Fig. 4. This UBM scan shows the patient’s plateau iris configuration and anterior positioning of the ciliary body.

To find the applicable cause or causes, obtain all the imaging you can. Gonioscopy, anterior segment OCT and UBM technology are all in the mix. The classification that we use to describe narrow angles is not uniform, and often there are multiple mechanisms in place with each individual.4,5 Any angle that is not closed is by definition open, and they can have many faces and many degrees of openness. But an angle that is narrow, while technically still open, may eventually close. Gathering as much information as possible to fully assess the narrow angle is the best way to ascertain the risk of closure.

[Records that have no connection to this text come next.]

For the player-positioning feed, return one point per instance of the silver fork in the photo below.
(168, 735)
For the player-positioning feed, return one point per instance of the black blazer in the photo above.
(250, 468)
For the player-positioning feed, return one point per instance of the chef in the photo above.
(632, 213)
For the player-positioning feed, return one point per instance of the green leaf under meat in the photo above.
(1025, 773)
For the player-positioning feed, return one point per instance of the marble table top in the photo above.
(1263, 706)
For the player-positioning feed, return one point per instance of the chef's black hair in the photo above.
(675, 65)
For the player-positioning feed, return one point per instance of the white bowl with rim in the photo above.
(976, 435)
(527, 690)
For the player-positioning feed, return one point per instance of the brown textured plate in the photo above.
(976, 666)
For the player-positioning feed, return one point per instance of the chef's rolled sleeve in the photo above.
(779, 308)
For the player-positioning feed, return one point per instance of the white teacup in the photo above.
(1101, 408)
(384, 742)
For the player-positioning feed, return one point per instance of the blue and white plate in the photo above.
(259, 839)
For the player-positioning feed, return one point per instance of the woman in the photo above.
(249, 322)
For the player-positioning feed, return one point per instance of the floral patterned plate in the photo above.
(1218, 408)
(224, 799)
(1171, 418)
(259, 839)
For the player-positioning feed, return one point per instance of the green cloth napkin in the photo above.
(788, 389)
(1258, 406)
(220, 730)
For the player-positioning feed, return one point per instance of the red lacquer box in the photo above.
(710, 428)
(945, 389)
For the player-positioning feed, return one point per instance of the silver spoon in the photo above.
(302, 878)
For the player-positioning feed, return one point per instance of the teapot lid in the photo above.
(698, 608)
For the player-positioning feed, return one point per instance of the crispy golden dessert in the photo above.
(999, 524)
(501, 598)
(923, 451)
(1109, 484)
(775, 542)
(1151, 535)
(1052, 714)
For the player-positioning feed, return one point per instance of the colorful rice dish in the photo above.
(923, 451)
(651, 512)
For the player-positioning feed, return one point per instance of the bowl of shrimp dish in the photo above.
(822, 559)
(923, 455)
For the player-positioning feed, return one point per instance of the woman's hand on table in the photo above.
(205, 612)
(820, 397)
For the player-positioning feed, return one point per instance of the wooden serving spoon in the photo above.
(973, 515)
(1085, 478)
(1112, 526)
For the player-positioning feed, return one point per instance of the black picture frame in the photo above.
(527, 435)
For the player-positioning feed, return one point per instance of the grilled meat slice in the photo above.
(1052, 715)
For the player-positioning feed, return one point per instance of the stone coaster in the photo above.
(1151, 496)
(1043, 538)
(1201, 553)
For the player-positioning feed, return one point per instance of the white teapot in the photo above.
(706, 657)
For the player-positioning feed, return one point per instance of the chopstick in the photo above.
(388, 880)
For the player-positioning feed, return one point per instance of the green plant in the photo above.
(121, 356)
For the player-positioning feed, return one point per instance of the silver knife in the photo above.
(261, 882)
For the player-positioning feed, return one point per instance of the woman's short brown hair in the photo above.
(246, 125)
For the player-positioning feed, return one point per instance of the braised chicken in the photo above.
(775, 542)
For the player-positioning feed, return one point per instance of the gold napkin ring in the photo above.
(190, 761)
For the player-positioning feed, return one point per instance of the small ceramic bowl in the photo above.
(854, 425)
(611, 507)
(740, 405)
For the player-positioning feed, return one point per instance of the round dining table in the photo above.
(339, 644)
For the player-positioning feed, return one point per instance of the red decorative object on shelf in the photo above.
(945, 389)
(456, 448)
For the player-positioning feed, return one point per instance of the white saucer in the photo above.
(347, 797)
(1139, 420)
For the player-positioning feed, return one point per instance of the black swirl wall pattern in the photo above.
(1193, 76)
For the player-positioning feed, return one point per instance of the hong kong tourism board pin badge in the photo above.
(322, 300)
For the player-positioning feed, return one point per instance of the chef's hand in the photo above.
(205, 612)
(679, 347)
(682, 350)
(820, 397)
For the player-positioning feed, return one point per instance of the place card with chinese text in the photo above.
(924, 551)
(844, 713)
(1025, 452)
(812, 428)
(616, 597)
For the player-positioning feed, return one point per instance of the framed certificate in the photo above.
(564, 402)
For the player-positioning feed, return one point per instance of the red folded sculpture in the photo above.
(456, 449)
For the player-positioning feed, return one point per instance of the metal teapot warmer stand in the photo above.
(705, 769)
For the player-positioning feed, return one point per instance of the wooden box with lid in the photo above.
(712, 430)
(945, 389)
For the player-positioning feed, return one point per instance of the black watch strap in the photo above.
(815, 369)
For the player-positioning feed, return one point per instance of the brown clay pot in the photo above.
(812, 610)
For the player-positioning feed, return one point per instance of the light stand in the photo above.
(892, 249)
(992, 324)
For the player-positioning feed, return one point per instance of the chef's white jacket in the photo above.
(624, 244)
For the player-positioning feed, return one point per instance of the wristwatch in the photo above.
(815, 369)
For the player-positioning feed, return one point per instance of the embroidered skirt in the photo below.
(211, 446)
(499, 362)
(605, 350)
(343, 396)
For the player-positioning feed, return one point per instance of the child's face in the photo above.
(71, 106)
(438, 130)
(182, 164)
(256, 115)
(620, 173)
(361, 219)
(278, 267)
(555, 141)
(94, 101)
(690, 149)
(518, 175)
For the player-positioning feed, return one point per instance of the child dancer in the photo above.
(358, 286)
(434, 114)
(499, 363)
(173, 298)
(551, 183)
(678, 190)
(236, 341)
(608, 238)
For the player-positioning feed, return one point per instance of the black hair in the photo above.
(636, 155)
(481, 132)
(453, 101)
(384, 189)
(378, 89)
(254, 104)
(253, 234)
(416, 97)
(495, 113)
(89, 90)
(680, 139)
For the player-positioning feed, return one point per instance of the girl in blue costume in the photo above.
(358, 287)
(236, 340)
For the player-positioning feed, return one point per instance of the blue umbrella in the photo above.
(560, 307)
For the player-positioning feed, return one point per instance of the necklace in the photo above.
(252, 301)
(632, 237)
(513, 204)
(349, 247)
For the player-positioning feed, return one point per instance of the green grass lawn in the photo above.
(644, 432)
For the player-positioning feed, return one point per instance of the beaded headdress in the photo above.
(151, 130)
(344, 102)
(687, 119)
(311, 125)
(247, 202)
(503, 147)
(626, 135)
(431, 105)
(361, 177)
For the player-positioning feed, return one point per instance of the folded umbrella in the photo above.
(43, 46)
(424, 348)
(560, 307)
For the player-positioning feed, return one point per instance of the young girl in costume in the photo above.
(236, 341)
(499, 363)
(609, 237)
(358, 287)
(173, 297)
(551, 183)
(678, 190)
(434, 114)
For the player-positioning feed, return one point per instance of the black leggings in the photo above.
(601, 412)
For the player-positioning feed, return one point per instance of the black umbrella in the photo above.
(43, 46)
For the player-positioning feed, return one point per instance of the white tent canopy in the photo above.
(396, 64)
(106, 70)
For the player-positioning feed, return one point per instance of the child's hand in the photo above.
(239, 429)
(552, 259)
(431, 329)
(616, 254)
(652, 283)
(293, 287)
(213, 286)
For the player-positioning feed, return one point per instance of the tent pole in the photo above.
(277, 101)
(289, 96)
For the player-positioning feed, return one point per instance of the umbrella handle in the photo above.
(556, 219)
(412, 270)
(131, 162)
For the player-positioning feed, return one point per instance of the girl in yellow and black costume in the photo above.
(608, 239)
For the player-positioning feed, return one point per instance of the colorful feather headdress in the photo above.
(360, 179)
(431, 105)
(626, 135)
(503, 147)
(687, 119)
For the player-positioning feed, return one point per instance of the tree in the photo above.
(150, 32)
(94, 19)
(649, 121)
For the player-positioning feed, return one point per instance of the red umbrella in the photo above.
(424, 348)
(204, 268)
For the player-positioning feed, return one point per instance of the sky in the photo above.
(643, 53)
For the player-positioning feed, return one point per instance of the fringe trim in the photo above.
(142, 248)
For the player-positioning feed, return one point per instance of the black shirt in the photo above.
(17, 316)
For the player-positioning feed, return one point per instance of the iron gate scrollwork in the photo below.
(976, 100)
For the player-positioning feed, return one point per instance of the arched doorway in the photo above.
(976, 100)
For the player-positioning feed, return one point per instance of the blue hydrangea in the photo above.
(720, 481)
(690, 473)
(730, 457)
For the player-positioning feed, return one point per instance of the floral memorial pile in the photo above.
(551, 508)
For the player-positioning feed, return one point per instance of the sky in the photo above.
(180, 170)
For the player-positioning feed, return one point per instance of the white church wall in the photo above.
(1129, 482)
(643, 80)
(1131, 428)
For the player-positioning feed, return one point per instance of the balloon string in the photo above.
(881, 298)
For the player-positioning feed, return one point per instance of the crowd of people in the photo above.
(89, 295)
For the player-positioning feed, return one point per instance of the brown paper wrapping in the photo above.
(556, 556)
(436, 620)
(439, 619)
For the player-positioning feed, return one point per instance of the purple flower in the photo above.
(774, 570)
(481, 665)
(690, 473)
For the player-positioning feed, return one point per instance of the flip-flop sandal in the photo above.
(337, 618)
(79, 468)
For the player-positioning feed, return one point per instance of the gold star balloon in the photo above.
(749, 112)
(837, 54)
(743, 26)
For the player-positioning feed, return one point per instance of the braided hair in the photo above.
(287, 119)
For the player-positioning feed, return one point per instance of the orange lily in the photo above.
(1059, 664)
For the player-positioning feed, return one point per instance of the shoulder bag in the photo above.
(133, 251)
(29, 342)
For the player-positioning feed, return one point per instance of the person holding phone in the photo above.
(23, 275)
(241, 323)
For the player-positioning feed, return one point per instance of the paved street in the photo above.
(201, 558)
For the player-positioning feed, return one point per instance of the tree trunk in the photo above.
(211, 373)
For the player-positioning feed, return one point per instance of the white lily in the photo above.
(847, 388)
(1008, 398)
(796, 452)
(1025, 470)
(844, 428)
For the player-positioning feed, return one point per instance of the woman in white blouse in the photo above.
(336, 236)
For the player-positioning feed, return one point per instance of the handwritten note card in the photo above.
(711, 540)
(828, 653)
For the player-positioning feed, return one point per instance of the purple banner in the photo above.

The patient in this case—though her cataracts were not visually debilitating—was best served now with cataract extraction and IOL implantation, especially in light of research that shows cataract extraction’s effect on lowering IOP are greatest in patients with angle closure.6 

1. Quigley HA, Silver DM, Friedman DS, et al. Iris cross-sectional area decreases with pupil dilation and its dynamic behavior is a risk factor in angle closure. J Glaucoma. 2009;18(3):173-9.

2. Huang G, Gonzalez E, Peng PH, et al. Anterior chamber depth, iridocorneal angle width, and intraocular pressure changes after phacoemulsification: narrow vs open iridocorneal angles. Arch Ophthalmol. 2011;129(10):1283-90.

3. Aptel F, Denis P. Optical coherence tomography quantitative analysis of iris volume changes after pharmacologic mydriasis. Ophthalmology. 2010;117(1)3-10.

4. Niwas S, Lin W, Bai X, et al. Automated anterior segment OCT image analysis for angle closure glaucoma mechanism classification. Comput Methods Programs Biomed. 2016 Jul;130:65-75. 

5. Sun X, Dai Y, Chen Y, et al. Primary angle closure glaucoma: what we know and what we don’t know.  Prog Retin Eye Res. 2017 Mar;57:26-45.

6. Thomas R, Walland M, Thomas A, Mengersen K. Lowering of intraocular pressure after phacoemulsification in primary open-angle and angle-closure glaucoma: A bayesian analysis. Asia Pac J Ophthalmol. 2016 Jan-Feb;5(1):79-84.